Interoperability is so good that I’m sure the ability to share tracked documents with Word users is the reason Pages has a change tracking feature. After all, how many Mac users use Pages in an office environment that requires this sort of collaboration?

However, Change Tracking isn’t just about collaborating with others. I’ve now pressed it into use as a rudimentary versioning system. I’ve bemoaned Pages’ lack of a versioning tool in these pages in the past, but you can use Change Tracking to fill this gap up to a point. If you’re writing or revising a document, simply turn on tracking at the revision stage and you can keep a copy of your changes.
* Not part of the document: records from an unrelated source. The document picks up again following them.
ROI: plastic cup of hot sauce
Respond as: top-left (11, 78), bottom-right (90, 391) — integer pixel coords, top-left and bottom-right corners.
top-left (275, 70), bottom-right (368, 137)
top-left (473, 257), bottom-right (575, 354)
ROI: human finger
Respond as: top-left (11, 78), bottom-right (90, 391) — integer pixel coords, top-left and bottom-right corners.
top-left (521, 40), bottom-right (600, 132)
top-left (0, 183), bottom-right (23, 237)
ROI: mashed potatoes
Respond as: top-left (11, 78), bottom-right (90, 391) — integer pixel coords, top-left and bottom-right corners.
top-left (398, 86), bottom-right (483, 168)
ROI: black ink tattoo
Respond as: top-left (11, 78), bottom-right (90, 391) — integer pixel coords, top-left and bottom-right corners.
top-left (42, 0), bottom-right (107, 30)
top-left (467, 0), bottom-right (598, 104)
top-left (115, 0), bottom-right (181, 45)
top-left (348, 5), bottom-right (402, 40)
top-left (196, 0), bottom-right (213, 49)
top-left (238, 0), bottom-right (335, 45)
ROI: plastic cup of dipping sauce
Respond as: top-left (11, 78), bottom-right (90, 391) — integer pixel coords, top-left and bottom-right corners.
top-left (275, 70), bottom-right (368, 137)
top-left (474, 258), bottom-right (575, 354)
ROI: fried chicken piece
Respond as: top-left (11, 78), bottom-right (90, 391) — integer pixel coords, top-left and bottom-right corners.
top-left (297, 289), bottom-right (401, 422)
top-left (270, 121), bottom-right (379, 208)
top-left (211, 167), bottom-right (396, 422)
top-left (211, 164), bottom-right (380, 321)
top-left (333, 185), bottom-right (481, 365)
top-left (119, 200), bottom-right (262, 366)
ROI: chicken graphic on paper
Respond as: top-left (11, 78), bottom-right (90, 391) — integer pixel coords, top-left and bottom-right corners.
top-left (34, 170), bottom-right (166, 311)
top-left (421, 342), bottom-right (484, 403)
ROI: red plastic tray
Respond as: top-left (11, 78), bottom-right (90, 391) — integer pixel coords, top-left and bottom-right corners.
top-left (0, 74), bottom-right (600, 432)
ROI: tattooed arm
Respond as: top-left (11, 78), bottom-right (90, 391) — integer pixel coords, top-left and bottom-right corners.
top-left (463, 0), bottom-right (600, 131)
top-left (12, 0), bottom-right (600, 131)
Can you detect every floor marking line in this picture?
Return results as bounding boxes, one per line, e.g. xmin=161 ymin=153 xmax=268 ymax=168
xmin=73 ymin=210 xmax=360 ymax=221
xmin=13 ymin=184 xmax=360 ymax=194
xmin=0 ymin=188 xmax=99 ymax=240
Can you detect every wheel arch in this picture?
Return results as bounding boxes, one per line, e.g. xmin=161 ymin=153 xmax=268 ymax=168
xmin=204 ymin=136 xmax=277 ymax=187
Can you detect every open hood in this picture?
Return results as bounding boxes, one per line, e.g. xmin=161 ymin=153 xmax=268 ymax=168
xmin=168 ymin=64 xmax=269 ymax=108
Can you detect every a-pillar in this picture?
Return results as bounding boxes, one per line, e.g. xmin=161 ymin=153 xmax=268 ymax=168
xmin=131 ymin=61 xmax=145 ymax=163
However, what if you want to track multiple versions of the same file? As each amendment appears in a set colour according to the author of the amendments, I first tried changing the author colour from the Tracking bar’s drop-down menu to distinguish fresh changes from previous edits, but Pages automatically changes all previous amendments or comments made by the same author to the same colour. What you need to do is to change your author name in the program’s preferences, and then choose a different colour. As long as you’ve saved and opened the document between these changes. Pages assumes you’re a different person and subsequent edits can be marked in different colours.

This feature comes into its own if you’re working on a few ideas in Pages’ Layout mode because, much to my initial surprise, tracking changes works in layout documents, too. That’s quite a big deal, particularly as I’m not aware of any other layout application offering such a feature.

When in Pages’ Layout mode, you can track changes both in text and to objects such as shapes and images. If I scale or move an image, for example, Pages tracks this change, and if I later come back to it and reject the change, the image will revert to its original location. As you move page elements around the page, the tracking bubbles attached to them flow with them. The only things it doesn’t seem to track properly are tables and charts. If you edit a table’s contents in Pages, it acknowledges the fact that you’ve added new text, but it won’t revert to the previous version if you don’t accept this amendment.

Still, emboldened at Pages’ relative success as a versioning system, I’ve tried Pages as an all-round creative tool, pressing it into action as a note organiser. It does this job pretty well, too. Obviously, you can add general notes to the margin of a draft using the Comments function, but I’ve also used it to collate various short notes kept in TextEdit files. Adding them to a Pages document is as simple as dragging the file over the Pages document window. To keep the notes organised, I keep them separate from the main body of the document by adding them to a separate section (Insert > Section Break). These sections can be kept organised by turning on Page Thumbnails and dragging the thumbnails to rearrange them.

Not perfect, but surprisingly workable.